No Offer or Solicitation

This communication does not constitute an offer to sell or the solicitation of an offer to buy any securities, or a solicitation of any vote or approval, nor shall there be any sale of securities in any jurisdiction in which such offer, solicitation or sale would be unlawful prior to registration or qualification under the securities laws of any such jurisdiction. No offering of securities shall be made except by means of a prospectus meeting the requirements of Section 10 of the Securities Act of 1933, as amended.

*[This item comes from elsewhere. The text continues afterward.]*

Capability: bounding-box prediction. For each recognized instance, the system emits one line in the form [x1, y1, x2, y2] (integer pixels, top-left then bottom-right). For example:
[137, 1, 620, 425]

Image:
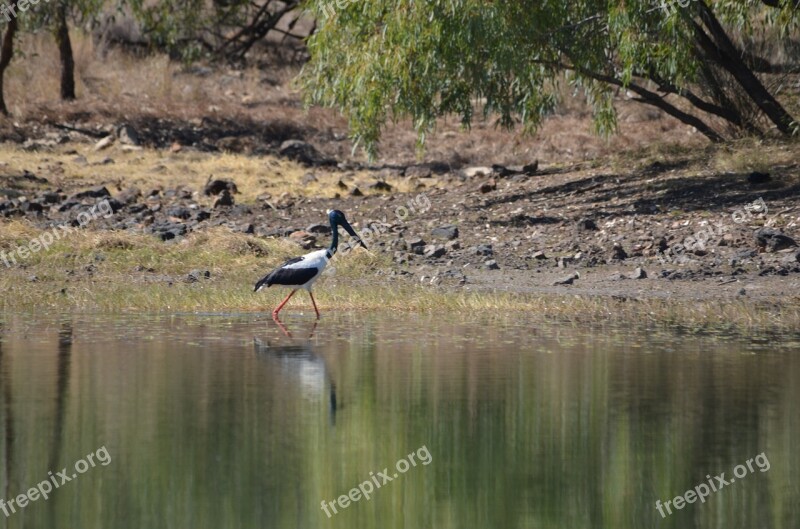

Participants in Solicitation

Gesher, Freightos and certain of their respective directors, executive officers and other members of management and employees may, under SEC rules, be deemed to be participants in the solicitations of proxies from Gesher’s shareholders in connection with the proposed business combination. Information regarding the persons who may, under SEC rules, be deemed participants in the solicitation of Gesher’s shareholders in connection with the proposed business combination will be set forth in the Registration Statement when it is filed with the SEC. You can find more information about Gesher’s directors and executive officers in Gesher’s final prospectus dated October 12, 2021. Additional information regarding the participants in the proxy solicitation and a description of their direct and indirect interests will be included in the Registration Statement when it becomes available. Shareholders, potential investors and other interested persons should read the Registration Statement and other relevant materials to be filed with the SEC regarding the proposed business combination carefully when they become available before making any voting or investment decisions. You may obtain free copies of these documents from the sources indicated above.